Hassan (2015) used OLS regression method to examine the impact of VAT on economic growth in Pakistan, using time series annual data for the period 1991- 1992 to 2011-2012. The econometric analysis found a significant and positive impact of tax revenue on the nominal GDP, indicating the relationship between tax revenue and economic growth. The result shows an increase in one per cent of the VAT revenue causes 0.24 per cent increase in the economic growth. Basila (2010) tried to explore the role of VAT as an economic development tool in Nigeria. The econometric analysis found strong and positive correlation between VAT and GDP; thus, the study confirms that a good planned and implemented tax system could bring balance economic development through efficient revenue performance. Similarly, in the study conducted by Onwuchekwa and Aruwa (2014) found the VAT revenue plays a significant role in economic development of Nigerian economy, through their contribution towards total government revenue.
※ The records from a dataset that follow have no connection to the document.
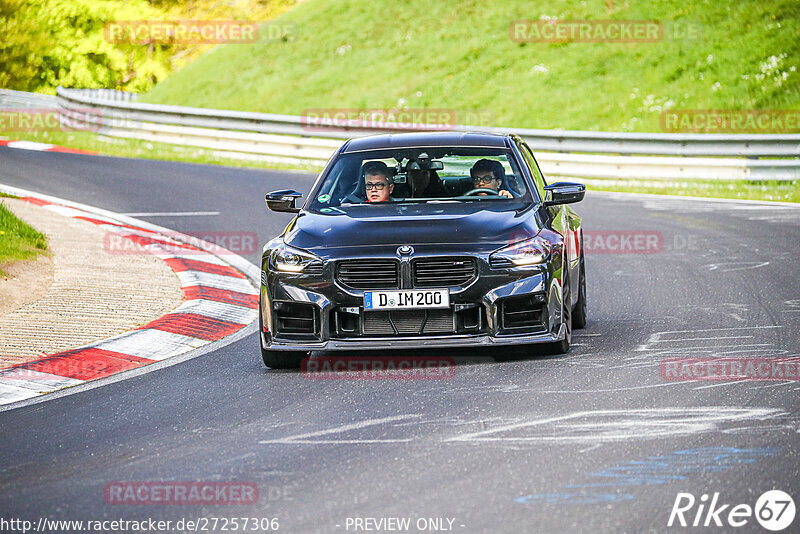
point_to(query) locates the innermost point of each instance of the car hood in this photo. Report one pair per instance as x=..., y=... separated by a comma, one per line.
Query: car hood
x=475, y=231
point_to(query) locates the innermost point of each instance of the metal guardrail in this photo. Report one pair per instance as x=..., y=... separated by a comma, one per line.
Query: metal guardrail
x=561, y=153
x=21, y=99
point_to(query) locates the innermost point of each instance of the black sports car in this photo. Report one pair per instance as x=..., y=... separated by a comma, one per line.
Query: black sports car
x=424, y=240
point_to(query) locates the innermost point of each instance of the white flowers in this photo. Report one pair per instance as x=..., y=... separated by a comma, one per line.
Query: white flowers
x=771, y=70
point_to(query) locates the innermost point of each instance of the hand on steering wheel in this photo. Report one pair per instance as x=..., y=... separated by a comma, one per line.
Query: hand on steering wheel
x=478, y=191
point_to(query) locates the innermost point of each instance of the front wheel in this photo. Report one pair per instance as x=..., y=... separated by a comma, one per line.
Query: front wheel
x=561, y=347
x=579, y=315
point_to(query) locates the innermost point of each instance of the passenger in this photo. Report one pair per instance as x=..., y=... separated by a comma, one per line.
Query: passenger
x=489, y=174
x=378, y=181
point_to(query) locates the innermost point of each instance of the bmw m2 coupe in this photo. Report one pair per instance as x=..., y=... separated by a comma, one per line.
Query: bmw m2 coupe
x=424, y=240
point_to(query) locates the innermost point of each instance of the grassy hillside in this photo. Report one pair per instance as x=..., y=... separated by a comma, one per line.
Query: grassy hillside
x=46, y=43
x=459, y=56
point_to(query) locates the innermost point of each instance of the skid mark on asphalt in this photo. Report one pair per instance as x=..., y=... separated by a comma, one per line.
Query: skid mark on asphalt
x=655, y=470
x=586, y=427
x=730, y=266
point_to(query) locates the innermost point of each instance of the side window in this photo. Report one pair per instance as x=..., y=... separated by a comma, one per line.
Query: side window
x=537, y=174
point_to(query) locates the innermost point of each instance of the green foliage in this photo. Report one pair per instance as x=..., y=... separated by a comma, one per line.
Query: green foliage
x=18, y=239
x=458, y=55
x=46, y=43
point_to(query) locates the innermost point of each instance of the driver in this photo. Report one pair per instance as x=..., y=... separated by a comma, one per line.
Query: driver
x=378, y=181
x=489, y=174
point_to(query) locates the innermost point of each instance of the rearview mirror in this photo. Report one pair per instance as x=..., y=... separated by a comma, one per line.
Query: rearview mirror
x=563, y=193
x=283, y=200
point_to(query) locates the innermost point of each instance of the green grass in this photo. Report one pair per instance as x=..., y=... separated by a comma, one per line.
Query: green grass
x=132, y=148
x=18, y=239
x=459, y=56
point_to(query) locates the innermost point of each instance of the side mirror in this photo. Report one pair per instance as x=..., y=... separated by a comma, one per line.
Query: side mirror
x=283, y=200
x=563, y=193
A number of empirical studies have found a significant relationship between tax revenue and economic growth, but there are also studies which found contrasting result. Michael and Lockwood (2010) conducted a panel study among 143 countries over the period of 25 years, which tried to explore impact of VAT on revenue performance. The empirical analysis shows inconsistent result regarding VAT impact on the economies. In majority of the cases the VAT adoption found to improve the overall revenue- to GDP ratio, while there are also situations where the system led to overall negative impact on the economies. International experience shows a significant decline in the Government revenue as a percentage of GDP during the initial phase of GST implementation (Bolton and Dollary 2010).
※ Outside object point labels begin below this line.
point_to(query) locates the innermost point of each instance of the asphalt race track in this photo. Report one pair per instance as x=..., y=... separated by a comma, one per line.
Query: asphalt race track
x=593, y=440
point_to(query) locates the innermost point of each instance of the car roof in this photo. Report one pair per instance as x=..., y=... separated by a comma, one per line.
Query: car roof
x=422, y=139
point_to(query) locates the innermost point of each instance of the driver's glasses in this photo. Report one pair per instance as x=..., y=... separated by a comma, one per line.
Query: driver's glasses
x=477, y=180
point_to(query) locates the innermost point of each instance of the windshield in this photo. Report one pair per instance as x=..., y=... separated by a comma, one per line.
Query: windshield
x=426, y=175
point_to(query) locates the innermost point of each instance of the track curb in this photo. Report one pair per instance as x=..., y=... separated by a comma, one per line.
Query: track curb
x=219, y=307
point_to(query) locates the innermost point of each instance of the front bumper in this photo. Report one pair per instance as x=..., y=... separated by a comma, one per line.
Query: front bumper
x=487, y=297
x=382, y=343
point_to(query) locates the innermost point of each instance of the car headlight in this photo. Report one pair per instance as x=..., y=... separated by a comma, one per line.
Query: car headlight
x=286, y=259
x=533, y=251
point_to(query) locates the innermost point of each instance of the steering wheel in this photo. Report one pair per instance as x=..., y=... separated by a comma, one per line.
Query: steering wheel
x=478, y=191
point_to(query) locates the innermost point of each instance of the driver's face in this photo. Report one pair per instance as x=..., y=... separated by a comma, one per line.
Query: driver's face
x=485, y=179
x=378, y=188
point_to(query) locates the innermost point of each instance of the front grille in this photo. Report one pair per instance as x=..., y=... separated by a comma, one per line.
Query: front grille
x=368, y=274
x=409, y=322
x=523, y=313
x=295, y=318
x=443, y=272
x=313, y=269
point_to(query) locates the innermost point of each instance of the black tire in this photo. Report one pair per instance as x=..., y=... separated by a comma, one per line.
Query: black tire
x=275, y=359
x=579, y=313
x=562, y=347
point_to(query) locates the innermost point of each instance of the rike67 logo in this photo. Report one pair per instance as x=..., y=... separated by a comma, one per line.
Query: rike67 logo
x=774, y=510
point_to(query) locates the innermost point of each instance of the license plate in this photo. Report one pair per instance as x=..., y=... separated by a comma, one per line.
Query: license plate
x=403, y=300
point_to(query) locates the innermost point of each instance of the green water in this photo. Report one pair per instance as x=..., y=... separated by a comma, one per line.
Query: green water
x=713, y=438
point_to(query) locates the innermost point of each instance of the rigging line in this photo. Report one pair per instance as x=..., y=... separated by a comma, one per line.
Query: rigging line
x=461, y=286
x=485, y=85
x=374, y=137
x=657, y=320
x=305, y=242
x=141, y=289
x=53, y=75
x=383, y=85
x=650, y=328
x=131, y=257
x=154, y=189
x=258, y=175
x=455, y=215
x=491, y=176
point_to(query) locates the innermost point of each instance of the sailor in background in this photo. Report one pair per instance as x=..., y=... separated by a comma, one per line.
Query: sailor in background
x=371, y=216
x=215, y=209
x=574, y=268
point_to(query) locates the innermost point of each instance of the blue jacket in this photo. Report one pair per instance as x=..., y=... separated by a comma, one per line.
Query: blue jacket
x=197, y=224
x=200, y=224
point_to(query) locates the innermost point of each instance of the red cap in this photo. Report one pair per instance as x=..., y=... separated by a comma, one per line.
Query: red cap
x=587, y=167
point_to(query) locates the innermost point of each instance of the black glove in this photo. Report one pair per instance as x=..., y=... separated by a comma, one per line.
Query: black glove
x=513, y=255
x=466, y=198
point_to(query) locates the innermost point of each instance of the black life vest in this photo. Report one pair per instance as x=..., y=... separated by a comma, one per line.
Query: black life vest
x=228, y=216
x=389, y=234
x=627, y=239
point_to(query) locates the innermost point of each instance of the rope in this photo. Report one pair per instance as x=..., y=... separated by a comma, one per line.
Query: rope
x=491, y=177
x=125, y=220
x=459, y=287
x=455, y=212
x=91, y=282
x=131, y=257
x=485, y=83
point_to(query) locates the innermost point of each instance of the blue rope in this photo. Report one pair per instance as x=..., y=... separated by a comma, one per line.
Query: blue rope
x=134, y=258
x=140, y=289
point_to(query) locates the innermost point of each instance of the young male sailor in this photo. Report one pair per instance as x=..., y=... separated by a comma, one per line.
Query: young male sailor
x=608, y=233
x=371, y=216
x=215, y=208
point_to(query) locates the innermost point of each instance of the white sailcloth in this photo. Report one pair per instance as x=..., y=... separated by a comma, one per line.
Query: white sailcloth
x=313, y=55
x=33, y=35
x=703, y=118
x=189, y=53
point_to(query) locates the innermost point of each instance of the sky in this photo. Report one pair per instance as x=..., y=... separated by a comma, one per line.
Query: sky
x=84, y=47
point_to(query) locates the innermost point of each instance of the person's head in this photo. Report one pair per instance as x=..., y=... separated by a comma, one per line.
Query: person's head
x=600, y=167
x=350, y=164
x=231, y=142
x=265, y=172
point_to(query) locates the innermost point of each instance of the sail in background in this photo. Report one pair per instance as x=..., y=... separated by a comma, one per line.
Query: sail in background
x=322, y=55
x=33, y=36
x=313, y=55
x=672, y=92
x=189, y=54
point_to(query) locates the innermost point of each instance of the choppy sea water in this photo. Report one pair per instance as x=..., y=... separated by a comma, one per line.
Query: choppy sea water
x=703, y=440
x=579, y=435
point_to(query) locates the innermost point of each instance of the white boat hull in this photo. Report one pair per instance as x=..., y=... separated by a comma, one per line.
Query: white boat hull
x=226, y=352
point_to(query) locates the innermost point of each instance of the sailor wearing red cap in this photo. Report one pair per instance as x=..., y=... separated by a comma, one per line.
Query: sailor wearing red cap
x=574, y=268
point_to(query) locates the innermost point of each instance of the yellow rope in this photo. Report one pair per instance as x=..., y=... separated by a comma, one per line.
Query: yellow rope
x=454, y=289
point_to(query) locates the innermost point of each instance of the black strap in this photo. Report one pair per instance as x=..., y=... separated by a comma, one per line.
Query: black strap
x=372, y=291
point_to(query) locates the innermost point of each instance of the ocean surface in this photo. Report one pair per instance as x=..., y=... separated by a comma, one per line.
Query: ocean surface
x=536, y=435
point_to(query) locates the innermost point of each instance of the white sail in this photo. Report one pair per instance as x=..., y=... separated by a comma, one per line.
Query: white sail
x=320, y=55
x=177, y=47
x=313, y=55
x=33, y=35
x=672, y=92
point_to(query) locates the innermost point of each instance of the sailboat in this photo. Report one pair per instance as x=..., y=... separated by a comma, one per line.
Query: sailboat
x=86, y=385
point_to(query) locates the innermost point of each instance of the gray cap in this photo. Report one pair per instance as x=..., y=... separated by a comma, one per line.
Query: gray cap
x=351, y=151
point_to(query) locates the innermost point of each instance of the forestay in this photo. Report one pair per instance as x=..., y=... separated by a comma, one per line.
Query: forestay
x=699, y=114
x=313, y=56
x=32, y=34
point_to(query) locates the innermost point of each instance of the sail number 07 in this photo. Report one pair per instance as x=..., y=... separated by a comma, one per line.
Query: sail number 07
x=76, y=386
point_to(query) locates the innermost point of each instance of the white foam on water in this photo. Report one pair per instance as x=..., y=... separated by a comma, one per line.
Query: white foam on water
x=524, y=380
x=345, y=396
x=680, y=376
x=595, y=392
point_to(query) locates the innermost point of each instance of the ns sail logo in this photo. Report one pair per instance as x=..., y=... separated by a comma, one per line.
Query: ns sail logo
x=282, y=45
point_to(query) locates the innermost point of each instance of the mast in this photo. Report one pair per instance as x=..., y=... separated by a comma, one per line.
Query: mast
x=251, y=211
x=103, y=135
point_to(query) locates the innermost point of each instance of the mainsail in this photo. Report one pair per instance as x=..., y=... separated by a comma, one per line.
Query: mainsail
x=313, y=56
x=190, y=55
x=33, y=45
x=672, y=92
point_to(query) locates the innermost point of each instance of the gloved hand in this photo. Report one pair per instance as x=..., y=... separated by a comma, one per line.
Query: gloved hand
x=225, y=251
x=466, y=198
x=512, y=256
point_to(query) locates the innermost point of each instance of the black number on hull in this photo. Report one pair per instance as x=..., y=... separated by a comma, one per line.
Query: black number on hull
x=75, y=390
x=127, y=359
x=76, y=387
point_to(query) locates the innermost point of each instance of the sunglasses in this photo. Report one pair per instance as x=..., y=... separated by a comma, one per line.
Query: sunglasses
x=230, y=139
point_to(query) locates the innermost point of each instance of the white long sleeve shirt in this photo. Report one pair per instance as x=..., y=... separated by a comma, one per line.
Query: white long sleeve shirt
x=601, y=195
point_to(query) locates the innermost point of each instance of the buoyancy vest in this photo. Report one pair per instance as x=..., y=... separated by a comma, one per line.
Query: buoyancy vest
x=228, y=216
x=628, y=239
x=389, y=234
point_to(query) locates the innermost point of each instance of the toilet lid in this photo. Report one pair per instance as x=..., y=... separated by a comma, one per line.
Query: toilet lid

Leemput and Wiencek (2017) tried to analyse the welfare impact of tax reform on Indian economy, the estimated impact of GST under the baseline scenario with a standard tax rate of 16 per cent was found to increase the welfare effect by 5.3 per cent. The domestic and internationaltrade is expected to increase by 29 per cent and 32 per cent respectively, furthermore, the static model found consistent welfare impact was found across different States in India.

IV Data and Methodology

Data

The following study carried out an empirical analysis using quarterly time series data for the period Q2:2017 to Q1:2021. The time series data on GDP were obtained from database of Reserve Bank of India (RBI) and the Press Release of Ministry of Statistics and Programme Implementation, and the data on GST revenue was obtained from the Press Release of Department of Revenue, Ministry of Finance. The data of GDP and GST revenue is expressed as the percentage growth. The study used least square regression technique to study the relationship between GST revenue growth and Economic Growth using the proxy variable GDP.

Model Specification

The study tried to examine the impact of GST revenue growth, i.e., the independent variable on the dependent variable economic growth (GDP). The study used the following model specification to investigate the relationship between the dependent and the independent variable.

GDP = b0 + b1(GST) + e

where

GDP Gross Domestic Product (per cent growth)

GST Goods and Services Tax Revenue (per cent growth)
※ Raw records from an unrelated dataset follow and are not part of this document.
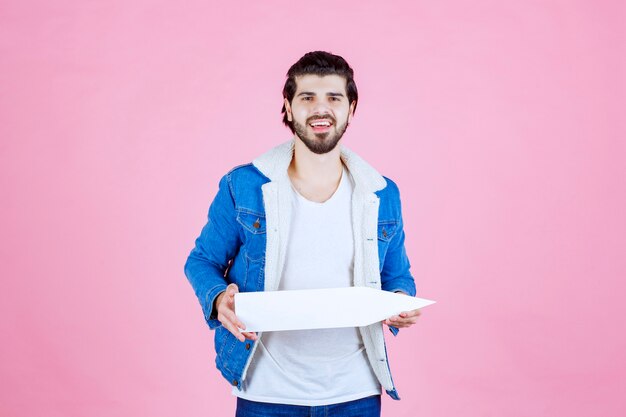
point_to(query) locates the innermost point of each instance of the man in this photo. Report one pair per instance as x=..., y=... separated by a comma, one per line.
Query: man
x=307, y=214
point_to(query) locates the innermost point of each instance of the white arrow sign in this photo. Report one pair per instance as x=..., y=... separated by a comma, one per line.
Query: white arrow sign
x=320, y=308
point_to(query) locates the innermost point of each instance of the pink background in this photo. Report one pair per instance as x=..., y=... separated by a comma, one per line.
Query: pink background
x=502, y=123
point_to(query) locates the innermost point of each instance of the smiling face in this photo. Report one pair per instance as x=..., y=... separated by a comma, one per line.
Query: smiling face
x=320, y=111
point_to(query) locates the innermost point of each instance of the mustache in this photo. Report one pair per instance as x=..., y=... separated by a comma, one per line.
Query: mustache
x=328, y=117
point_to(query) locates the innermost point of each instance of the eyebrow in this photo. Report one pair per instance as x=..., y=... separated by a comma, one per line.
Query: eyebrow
x=310, y=93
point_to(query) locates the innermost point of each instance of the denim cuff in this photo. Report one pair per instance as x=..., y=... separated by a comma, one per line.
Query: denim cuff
x=210, y=314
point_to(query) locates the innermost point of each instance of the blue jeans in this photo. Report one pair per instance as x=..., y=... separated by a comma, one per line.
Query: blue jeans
x=364, y=407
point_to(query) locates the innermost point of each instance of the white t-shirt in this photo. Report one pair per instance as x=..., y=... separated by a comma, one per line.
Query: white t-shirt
x=320, y=366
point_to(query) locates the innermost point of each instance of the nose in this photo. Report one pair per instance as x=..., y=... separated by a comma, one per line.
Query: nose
x=321, y=108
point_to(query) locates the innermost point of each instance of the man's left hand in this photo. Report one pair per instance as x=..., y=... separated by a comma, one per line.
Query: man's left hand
x=404, y=319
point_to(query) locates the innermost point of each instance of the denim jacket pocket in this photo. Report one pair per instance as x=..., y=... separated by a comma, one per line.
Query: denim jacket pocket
x=386, y=231
x=253, y=225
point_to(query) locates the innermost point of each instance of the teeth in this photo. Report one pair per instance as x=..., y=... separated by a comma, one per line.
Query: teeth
x=320, y=124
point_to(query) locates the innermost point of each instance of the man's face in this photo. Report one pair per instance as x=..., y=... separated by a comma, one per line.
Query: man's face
x=320, y=111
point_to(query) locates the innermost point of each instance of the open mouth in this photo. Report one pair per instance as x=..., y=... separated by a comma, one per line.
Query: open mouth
x=321, y=125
b0 is the intercept of the model, and b1 is the regression coefficient and e is the error term.

V Empirical Results

Unit Root Test

The time series data may be affected by trend with passage of time, the unit root test ensures the presence or absence of stationarity in the data set. Presence of stationarity validates the standard hypothesis test; thus, it is significant to test the unit root of the data using appropriate test.

Table 3: Testing of Unit Root        

Source: Computed using e-views.                                                          

Augmented Dickey-Fuller test was used to check the presence or absence of stationarity in the time series data; the unit root represents the non-stationarity of the data. Since the p value of the variable GDP growth were found to be lesser than 0.05, the null hypothesis that the series has unit root is rejected. Thus, indicating stationarity of GDP growth at the level itself. The variable GST revenue growth became stationary at the level itself with a p value less than 0.05, making the data suitable for further statistical analysis.

Testing of Normality

Testing of normality is a prerequisite for performing least square regression analysis to study the relationship between the independent and dependent variable. The study used Jarque – Bera test to find out the normality of the residuals. The Jarque – Bera test uses the sample kurtosis and sample skewness to measure whether the distribution is normal or not so.

Table 4: Testing of Normality

Source: Computed using e-views.

The Jarque – Bera test found the p value greater than 0.05, thus the null hypothesis is accepted that residuals follow a normal distribution.

Autocorrelation and heteroskedasticity

The diagnostic test results related to checking serial correlation and heteroskedasticity are shown in Table 5. The Breusch – Godfrey Serial Correlation LM test shows f-statistics of 0.39, observed *R of 1.00 and probability value of 0.61. The result indicates that the probability value of 0.61 is greater than 0.05 critical value, thus indicating that the model is free from the presence of serial correlation. The study used Breusch-Pagan-Godfrey test to measure heteroskedasticity, the test shows f-statistics of 3.64, observed *R of 3.28 and probability value of 0.07. The results indicate that the probability value of 0.07 is greater than 0.05 critical value, thus the hypothesis the residuals are having homoscedasticity is accepted

Table 5: Testing of Autocorrelation and Heteroskedasticity

Source: Computed using e-views.

Correlation

The study uses Karl Pearson correlation coefficient to investigate the direction of relation between the dependent variable and the independent variable. The result shows that the variable economic growth has a strong relationship with GST revenue growth with a correlation coefficient of 0.86.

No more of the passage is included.